‘The Eucharist is the Real Presence’: Two parishes begin perpetual adoration

For the past year, members of St. Joan of Arc Parish have adored Jesus present in the Blessed Sacrament through continual, 24-hours a day, prayer known as perpetual eucharistic adoration.

Ss. Simon and Jude Cathedral began perpetual adoration June 10. (Ambria Hammel/CATHOLIC SUN)

In celebration of prayers answered and a successful ministry, the parish hosted an anniversary party May 12, beginning with a bilingual Mass at 8:30 a.m., followed by a reception in Weidner Hall.

Christina Strafaci, an adjunct Kino faculty member, led a reflection on the relationship between the domestic and eucharistic tables.

“We have had all kinds of miracles; broken marriages healed, addictions overcome, which have all been beautifully attributed, and rightly so, to our Lord through prayers in adoration,” said Fr. Don Kline, pastor of St. Joan of Arc. “It has transformed our parish in so many ways.”

For centuries, Catholics have spent time in prayer before Jesus fully present in the Eucharist; body, blood, soul and divinity. The Eucharist began to be reserved in the churches of monasteries and convents as early as the Council of Nicea in 325.

Eucharistic adoration is a lay-run ministry, which supports the call of Vatican II to promote the involvement of the laity in the mission of the Church.

St. Joan of Arc has a large network of volunteers supporting each other to ensure every hour is covered. Volunteers are routinely given opportunities to attend missions and hear speakers emphasize the importance of adoration.

“Eucharistic adoration is a reminder of His presence, and His promise to be with us until the end of time,” Fr. Kline said. “In our fast-paced society it’s difficult, but essential, to slow ourselves down and discern what it is He would have us do.”

Inspired by the blessings received from perpetual adoration, Ss. Simon and Jude Cathedral formally launched its own ministry on the feast of Corpus Christi, June 10.

Fr. John Lankeit, rector of Ss. Simon and Jude Cathedral, said his spiritual life was “revolutionized” once he began a daily holy hour while in the seminary.

“A daily holy hour is indispensable for a priest, if he is to carry out his ministry truly animated out of his prayerful, loving relationship with Jesus Christ,” Fr. Lankeit said. “The Eucharist is the Real Presence of our Savior, Jesus Christ, and we cannot but be blessed abundantly by spending consistent time in His presence.”

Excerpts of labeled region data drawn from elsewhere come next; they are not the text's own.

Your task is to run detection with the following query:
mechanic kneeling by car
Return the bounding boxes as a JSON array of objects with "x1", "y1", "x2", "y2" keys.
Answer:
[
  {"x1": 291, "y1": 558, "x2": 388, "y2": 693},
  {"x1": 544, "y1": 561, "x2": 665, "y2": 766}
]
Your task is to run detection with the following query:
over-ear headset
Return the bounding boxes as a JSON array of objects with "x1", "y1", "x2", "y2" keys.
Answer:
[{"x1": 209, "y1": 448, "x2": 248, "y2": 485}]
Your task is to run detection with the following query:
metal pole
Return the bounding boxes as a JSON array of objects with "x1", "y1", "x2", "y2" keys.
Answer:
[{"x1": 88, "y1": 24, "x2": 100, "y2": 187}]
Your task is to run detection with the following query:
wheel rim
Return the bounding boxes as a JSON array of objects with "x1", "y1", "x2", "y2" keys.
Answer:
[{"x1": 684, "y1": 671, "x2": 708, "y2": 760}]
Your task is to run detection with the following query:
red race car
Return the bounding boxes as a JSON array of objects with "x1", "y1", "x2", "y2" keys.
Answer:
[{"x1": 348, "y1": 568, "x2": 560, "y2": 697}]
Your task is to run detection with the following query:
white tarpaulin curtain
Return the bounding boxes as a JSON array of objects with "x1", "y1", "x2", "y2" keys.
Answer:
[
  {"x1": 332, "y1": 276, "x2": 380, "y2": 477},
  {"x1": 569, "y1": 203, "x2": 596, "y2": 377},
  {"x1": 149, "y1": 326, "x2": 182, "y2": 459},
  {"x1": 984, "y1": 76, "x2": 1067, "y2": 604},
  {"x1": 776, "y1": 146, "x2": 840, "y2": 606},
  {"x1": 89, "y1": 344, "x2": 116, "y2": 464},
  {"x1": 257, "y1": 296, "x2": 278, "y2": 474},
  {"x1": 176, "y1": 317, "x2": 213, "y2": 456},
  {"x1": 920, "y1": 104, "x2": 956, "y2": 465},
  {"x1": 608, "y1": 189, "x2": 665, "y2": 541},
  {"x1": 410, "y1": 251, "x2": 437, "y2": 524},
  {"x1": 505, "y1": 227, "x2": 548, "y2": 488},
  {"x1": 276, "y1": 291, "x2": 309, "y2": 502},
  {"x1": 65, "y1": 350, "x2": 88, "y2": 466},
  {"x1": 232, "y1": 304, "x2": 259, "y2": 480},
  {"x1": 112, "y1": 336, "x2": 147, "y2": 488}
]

Fr. Lankeit said he hopes many blessings will come from having the lay ministry at the cathedral, like an increase in vocations to the priesthood and to the consecrated religious life.

He also prays for the strengthening of marriages, increased parishioner involvement in the various apostolates of the parish and the elimination of its financial struggles.

How to spend an hour with Jesus is a personal preference, but it might include praying the rosary, reading Scripture, engaging in good spiritual reading and other forms of prayer, such as, intercession, praise, adoration or petition.

Perhaps the best way to spend time with Jesus is in silence.

“Our prayer needs to be a ‘conversation’ with the Lord and a conversation is a two-way affair,” Fr. Lankeit said. “Too often, we do all the talking to the Lord without bothering to listen to Him speak in His silent voice to our heart.”